A cette fin, tous les prisonniers politiques et autres opposants politiques doivent être immédiatement libérés, a commencer par M. Maurice KAMTO et ses compagnons.
(2) Une decentralisation en trompe-l’oeil ne suffira pas. Elle engendrera de nouveaux conflits. Le Cameroun a besoin d’une profonde regionalisation qui permette de vider autant que possible la cruche ethnico-tribale, de redonner pouvoir et autonomie aux communautes, condition sine qua non pour decupler leur creativite.
(3) Les actuelles provinces administratives ne repondant guere aux besoins reels des communautes, la delimitation des nouvelles regions doit etre, elle-meme, l’objet de negociations. Paradoxalement – et pour le Cameroun dit francophone – les grandes regions mises en place au debut du Mandat francais (1922-1930) etaient davantage en adequation avec la complexite socio-culturelle du pays.
(4) L’objectif est de tourner le dos a une structure budgetivore, kleptocratique et hyper-centralisee et de faire du Cameroun une veritable “democratie des communautes”.
(5) Si la question anglophone doit etre en partie reglee dans le cadre d’une “nouvelle politique des regions” (ou ce que j’ai appelle “la democratie des communautes”), encore faudra-t-il aller plus loin et reconnaitre juridiquement la specificite historique de ces deux entites. Maints exemples, de ce point de vue, peuvent servir d’inspiration, a commencer par le cas quebecois au Canada.
(6) Il n’y aura guere de paix durable sans une reforme fondamentale de l’appareil d’Etat. L’un des facteurs de violence dans le pays a trait a l’extraordinaire personalisation/privatisation du pouvoir et a l’enchevetrement des fonctions bureaucratiques, policieres et militaires.
Cet enchevetrement bloque l’emergence d’institutions autonomes ou de controle, et de maniere generale, l’avancee de la democratie et l’epanouissement de la creativite sociale.
Il est, en outre, responsable des niveaux gigantesques de corruption au sein de l’appareil d’Etat et des tres nombreux abus et graves violations, y compris des libertes fondamentales.
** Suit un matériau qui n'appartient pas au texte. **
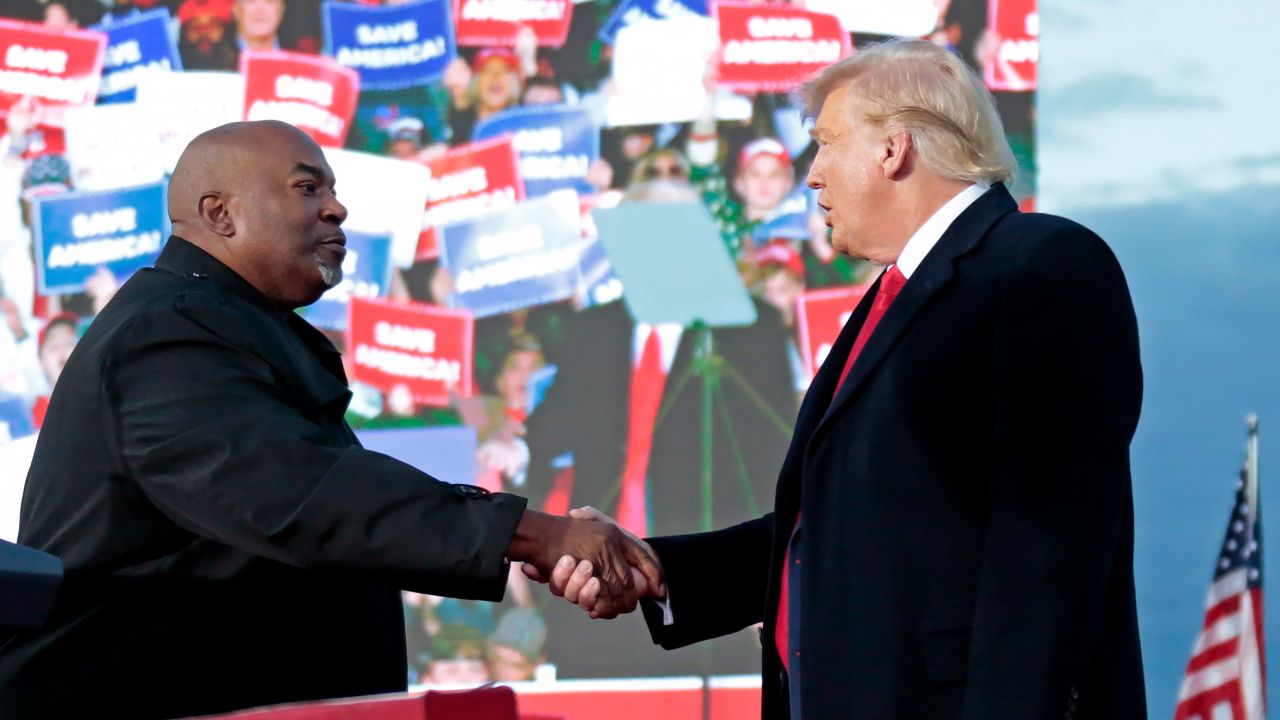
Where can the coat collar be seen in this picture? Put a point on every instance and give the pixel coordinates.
(935, 272)
(183, 258)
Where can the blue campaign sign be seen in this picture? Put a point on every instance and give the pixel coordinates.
(600, 283)
(366, 272)
(135, 45)
(447, 454)
(556, 144)
(14, 419)
(790, 219)
(78, 232)
(516, 256)
(391, 46)
(640, 10)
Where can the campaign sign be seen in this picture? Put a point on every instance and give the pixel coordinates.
(187, 104)
(136, 45)
(556, 144)
(790, 219)
(312, 94)
(821, 314)
(446, 452)
(420, 346)
(630, 13)
(776, 48)
(99, 159)
(517, 256)
(366, 272)
(1015, 23)
(467, 182)
(494, 22)
(600, 283)
(60, 68)
(391, 46)
(80, 232)
(14, 419)
(900, 18)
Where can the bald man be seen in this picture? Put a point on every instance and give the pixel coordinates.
(227, 541)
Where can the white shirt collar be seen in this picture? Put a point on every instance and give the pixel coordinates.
(931, 232)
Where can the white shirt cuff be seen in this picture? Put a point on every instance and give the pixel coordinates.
(664, 604)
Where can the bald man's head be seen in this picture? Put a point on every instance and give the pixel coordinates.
(260, 197)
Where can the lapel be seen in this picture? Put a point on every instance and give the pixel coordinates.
(931, 277)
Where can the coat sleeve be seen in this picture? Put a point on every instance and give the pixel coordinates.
(716, 582)
(1069, 390)
(213, 441)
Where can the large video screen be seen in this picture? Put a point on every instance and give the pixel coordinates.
(508, 164)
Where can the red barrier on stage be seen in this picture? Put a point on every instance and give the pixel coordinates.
(735, 697)
(670, 698)
(479, 703)
(667, 698)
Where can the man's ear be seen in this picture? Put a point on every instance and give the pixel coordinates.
(215, 214)
(895, 155)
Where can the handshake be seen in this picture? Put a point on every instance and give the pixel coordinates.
(588, 560)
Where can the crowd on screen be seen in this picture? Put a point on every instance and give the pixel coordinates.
(744, 171)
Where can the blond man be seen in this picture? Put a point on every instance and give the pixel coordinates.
(952, 534)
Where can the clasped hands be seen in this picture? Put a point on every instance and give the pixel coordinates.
(608, 582)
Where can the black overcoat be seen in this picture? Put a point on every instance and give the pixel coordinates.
(227, 541)
(967, 499)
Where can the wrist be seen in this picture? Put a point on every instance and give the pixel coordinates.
(530, 543)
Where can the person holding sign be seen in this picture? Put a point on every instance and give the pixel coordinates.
(227, 541)
(952, 534)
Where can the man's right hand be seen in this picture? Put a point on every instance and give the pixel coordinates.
(574, 579)
(543, 541)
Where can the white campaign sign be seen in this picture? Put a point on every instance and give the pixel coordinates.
(187, 104)
(383, 196)
(658, 71)
(903, 18)
(100, 159)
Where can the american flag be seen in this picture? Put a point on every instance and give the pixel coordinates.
(1226, 675)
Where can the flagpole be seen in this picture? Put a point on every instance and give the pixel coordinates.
(1251, 474)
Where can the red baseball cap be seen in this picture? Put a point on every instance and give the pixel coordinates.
(504, 54)
(778, 253)
(191, 9)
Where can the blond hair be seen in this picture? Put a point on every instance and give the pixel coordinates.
(927, 91)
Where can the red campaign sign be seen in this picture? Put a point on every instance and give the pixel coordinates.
(776, 48)
(62, 68)
(494, 22)
(425, 347)
(1013, 65)
(466, 182)
(314, 94)
(819, 317)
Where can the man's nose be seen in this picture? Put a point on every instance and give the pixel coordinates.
(814, 178)
(336, 213)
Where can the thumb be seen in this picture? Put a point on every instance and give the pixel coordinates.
(531, 573)
(643, 559)
(588, 513)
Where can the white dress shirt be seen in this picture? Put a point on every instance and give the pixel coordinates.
(931, 232)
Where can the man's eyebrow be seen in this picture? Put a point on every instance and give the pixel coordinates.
(318, 173)
(309, 169)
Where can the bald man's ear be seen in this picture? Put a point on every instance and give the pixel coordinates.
(895, 155)
(215, 215)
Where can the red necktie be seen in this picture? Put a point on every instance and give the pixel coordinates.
(891, 282)
(648, 379)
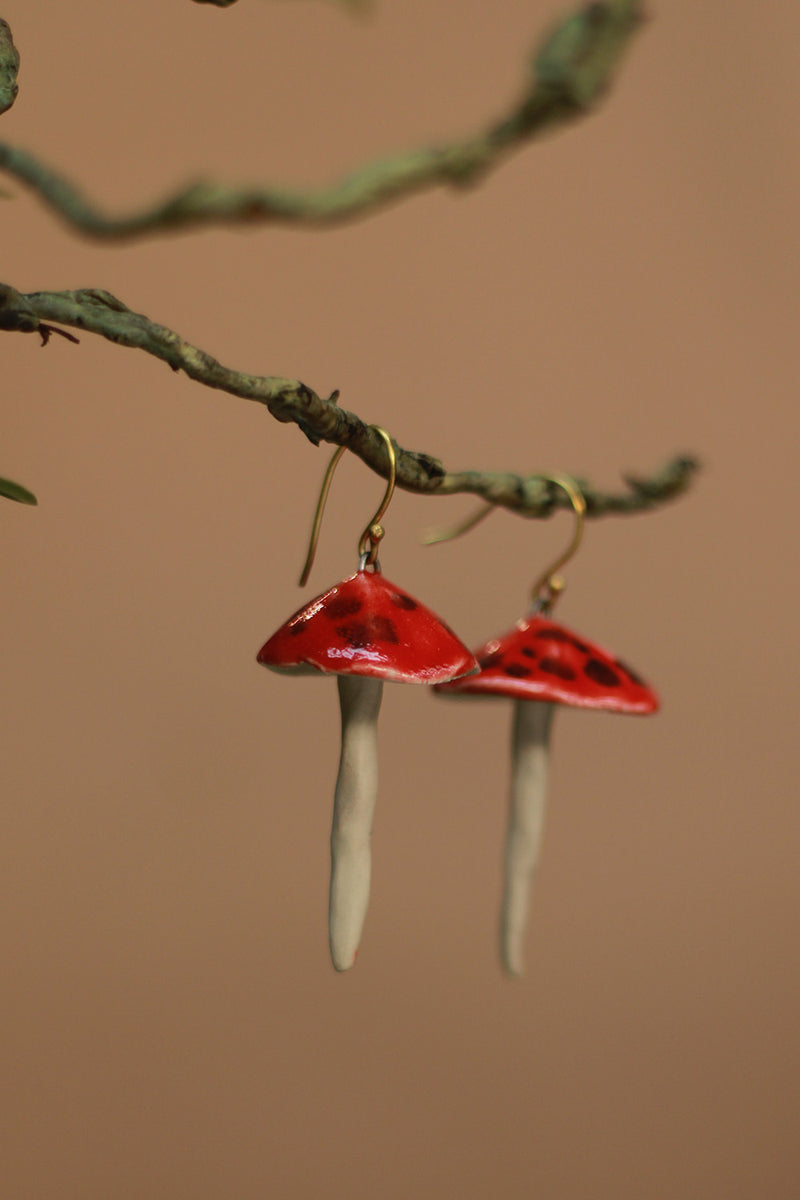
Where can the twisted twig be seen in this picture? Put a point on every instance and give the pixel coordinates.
(320, 419)
(571, 71)
(8, 67)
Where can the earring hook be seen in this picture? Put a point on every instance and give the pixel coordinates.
(374, 531)
(549, 585)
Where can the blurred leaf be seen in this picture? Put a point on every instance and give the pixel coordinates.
(16, 492)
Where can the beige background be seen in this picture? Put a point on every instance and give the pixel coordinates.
(619, 293)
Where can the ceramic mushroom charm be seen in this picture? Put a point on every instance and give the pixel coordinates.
(539, 665)
(365, 630)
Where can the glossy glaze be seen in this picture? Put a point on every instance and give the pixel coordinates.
(541, 660)
(367, 625)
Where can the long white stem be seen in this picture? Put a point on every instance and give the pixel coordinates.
(354, 805)
(529, 762)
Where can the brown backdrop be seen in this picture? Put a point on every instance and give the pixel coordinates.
(619, 293)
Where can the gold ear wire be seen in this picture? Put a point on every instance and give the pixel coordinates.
(374, 531)
(549, 585)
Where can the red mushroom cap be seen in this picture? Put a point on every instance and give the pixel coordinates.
(541, 660)
(366, 625)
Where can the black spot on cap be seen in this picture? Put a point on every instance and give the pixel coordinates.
(554, 666)
(600, 672)
(561, 635)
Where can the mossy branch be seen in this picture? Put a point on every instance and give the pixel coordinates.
(571, 70)
(320, 418)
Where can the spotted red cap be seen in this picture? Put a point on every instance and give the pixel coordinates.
(541, 660)
(370, 627)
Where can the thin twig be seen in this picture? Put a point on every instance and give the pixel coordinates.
(322, 419)
(8, 67)
(571, 71)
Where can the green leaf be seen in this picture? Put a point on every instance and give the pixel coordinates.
(16, 492)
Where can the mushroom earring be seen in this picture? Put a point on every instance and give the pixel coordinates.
(365, 630)
(539, 665)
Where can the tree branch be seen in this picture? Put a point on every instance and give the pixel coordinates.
(8, 67)
(322, 419)
(572, 69)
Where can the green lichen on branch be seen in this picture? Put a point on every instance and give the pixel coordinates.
(571, 71)
(8, 67)
(320, 418)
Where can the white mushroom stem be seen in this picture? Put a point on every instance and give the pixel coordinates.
(354, 805)
(529, 768)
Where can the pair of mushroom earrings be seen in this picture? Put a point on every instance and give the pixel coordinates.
(367, 630)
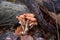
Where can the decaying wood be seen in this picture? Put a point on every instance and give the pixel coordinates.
(34, 7)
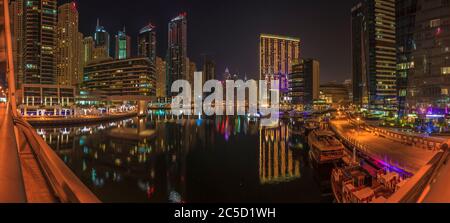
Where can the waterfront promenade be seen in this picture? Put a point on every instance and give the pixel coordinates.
(77, 120)
(393, 152)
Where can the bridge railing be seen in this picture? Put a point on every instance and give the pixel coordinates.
(67, 187)
(12, 189)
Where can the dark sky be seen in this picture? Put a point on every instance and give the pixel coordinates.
(229, 29)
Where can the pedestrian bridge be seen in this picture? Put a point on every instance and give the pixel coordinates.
(30, 171)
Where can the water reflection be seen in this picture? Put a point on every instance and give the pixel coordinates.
(167, 159)
(277, 163)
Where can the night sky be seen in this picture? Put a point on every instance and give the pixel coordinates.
(229, 29)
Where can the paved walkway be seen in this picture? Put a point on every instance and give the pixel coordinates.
(21, 178)
(11, 181)
(407, 157)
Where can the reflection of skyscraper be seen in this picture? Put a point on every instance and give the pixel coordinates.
(374, 55)
(123, 45)
(176, 60)
(147, 42)
(102, 39)
(276, 160)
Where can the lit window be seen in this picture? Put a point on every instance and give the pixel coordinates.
(435, 23)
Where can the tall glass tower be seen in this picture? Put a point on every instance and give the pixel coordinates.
(123, 45)
(147, 42)
(102, 38)
(177, 51)
(374, 56)
(40, 35)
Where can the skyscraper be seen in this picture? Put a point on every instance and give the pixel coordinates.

Il s’agit de liberer la creativite sociale et de remettre le Cameroun en marche. Près de 37 ans d’atonie, d’immobilisme et d’enkystement ont cause un tort colossal a l’un des pays pourtant les plus dynamiques du continent.
De nombreuses sources d’energie sociale et culturelle ont tari, sapees par la corruption morale, l’indifference et l’abandon, la brutalite et la betise.
D’innombrables talents sont partis.
En consequence, c’est toute l’Afrique qui a recule.
Il est temps de mettre fin a ce sinistre episode de notre histoire recente.